Recipe by Jeanette G
I ran across this recipe in Country Woman magazine. Although I haven't made it yet, it sounds delicious and simple to make.
Top Review by Cream Puff
These are the BEST potato cakes I've EVER had!! I made them last night for supper and I'm still thinking about them today -- my family oohed and aahed!! For the potatoes I used "Simply Potatoes" shredded hashbrowns (in the refrigerated section at grocery store)--no need to drain them, they're ready to go. Also, I used 1/3 cup for each "cake". Had to do them in batches, even in my largest skillet, and I did need to add a little more oil & butter with the second batch. Oh--and only turn them once so they don't fall apart. The recipe is accurate...use medium heat and guage about 5 minutes per side. So thank you, Jeanette, for this wonderful recipe. I'm keeping it forever!

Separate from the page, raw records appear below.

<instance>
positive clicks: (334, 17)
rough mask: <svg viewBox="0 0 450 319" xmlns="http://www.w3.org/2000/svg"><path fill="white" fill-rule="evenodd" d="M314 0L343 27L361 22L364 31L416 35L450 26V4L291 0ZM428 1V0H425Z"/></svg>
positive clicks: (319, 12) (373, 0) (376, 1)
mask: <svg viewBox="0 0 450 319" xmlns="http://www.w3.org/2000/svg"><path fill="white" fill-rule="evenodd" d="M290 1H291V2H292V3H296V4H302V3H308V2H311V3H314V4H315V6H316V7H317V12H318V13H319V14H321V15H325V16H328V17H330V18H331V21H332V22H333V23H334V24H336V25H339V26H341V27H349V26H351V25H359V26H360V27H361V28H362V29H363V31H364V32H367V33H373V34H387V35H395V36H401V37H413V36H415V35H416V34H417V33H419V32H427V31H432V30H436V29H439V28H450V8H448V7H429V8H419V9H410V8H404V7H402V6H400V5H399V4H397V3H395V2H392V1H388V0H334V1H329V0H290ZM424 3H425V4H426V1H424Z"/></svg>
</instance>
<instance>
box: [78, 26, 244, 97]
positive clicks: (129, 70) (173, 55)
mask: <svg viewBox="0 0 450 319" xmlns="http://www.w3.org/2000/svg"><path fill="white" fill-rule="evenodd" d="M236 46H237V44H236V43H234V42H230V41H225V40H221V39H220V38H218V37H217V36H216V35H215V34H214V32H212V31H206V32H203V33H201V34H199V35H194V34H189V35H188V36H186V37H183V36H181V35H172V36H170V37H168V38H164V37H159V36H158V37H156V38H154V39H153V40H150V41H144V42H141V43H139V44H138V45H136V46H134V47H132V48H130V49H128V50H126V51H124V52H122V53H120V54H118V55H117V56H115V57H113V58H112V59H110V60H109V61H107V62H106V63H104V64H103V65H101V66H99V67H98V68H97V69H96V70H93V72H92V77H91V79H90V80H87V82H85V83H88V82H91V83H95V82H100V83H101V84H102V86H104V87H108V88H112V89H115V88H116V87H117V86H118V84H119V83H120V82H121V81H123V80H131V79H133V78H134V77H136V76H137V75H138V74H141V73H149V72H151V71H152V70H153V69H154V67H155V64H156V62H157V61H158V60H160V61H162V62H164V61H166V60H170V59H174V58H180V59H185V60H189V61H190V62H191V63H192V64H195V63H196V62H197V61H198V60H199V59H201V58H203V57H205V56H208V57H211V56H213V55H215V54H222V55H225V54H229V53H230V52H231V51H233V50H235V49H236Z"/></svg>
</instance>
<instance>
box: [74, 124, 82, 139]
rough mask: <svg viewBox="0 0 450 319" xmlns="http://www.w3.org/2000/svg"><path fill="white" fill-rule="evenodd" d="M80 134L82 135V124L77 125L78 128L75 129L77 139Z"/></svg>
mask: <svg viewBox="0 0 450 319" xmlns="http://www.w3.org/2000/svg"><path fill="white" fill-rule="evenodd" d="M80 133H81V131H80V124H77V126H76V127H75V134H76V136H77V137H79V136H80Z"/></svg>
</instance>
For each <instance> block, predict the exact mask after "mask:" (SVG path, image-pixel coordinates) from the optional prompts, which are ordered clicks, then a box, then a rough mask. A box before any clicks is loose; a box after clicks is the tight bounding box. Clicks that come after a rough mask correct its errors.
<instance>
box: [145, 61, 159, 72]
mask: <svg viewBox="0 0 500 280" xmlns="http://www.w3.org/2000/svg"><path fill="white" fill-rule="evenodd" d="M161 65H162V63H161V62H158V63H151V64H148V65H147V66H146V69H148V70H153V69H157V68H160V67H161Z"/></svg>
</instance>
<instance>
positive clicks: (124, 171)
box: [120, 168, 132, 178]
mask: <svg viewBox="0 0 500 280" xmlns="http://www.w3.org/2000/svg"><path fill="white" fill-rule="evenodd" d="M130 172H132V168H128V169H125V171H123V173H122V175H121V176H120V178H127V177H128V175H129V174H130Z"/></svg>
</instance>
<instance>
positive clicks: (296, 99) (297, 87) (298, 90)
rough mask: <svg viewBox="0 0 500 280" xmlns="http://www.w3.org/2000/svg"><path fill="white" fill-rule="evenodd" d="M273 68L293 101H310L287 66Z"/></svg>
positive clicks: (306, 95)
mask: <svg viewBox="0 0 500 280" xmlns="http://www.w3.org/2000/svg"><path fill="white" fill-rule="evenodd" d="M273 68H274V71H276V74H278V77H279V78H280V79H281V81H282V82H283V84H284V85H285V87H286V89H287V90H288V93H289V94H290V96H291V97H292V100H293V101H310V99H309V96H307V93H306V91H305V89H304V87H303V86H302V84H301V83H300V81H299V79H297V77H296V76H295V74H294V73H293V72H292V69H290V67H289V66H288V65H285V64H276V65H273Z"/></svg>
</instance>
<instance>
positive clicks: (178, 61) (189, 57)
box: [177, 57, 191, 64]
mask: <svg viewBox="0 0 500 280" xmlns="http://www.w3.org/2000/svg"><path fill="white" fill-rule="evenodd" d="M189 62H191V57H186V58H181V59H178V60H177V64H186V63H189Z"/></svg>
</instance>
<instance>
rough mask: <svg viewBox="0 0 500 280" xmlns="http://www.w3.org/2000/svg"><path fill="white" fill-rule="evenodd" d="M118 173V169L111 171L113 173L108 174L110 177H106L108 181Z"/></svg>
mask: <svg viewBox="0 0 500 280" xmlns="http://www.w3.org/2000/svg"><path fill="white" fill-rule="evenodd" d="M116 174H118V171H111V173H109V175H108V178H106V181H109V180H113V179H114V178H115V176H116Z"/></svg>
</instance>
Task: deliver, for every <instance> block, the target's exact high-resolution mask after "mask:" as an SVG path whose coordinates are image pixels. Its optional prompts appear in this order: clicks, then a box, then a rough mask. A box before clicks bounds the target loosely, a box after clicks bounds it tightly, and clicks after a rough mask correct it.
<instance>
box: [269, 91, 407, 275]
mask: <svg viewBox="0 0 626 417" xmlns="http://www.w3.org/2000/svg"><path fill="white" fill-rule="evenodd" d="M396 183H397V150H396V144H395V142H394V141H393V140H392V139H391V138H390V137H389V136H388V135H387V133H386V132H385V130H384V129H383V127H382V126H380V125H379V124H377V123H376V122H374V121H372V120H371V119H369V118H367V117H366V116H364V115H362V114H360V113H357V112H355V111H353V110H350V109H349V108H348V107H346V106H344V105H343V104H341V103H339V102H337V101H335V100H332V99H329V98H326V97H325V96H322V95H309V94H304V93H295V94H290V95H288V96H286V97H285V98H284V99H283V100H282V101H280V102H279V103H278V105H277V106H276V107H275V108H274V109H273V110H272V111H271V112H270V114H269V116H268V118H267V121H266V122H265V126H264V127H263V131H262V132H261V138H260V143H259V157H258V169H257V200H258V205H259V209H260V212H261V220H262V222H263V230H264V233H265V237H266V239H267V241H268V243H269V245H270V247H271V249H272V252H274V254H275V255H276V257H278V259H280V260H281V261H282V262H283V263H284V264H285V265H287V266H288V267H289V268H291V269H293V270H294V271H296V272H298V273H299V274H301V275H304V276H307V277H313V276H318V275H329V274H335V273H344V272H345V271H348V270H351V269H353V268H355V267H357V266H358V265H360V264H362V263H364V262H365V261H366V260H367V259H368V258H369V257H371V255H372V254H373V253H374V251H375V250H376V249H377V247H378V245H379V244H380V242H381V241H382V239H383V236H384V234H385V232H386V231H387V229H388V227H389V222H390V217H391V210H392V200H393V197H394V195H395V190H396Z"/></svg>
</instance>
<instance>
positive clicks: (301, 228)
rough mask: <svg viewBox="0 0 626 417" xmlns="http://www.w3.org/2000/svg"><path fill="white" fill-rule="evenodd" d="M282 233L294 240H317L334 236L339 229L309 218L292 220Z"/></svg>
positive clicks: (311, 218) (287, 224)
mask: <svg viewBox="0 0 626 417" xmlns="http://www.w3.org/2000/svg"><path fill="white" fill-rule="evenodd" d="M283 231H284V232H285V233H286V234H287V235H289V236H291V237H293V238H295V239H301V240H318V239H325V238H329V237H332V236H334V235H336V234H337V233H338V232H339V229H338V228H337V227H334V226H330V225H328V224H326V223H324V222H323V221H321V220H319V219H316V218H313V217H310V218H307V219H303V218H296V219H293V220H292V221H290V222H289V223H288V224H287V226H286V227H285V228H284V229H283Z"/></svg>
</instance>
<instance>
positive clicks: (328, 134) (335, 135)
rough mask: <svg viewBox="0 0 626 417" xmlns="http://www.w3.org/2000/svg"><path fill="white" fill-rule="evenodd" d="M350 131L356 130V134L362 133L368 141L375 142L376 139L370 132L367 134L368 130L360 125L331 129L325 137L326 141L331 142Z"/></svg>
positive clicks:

- 1 (3 ounce) package cream cheese
- 2 eggs
- 2 tablespoons flour
- 4 cups peeled shredded potatoes
- 1⁄4 cup shredded swiss cheese
- 2 tablespoons grated onions
- 1⁄4 teaspoon salt
- 1⁄8 teaspoon pepper
- 1 dash cayenne pepper
- 3 tablespoons butter
- 3 tablespoons vegetable oil
Directions See How It's Made
- In a mixing bowl, beat cream cheese until nice and smooth.
- Add eggs one at a time beating well after each addition.
- Add flour and continue to mix well.
- Stir in potatoes, swiss cheese, onion, salt, pepper and cayenne pepper.
- In a large skillet heat butter and oil over a medium heat.
- Drop batter by 1/4 cupfuls and press lightly to flatten.
- Fry until golden and crisp, about 5 minutes on each side.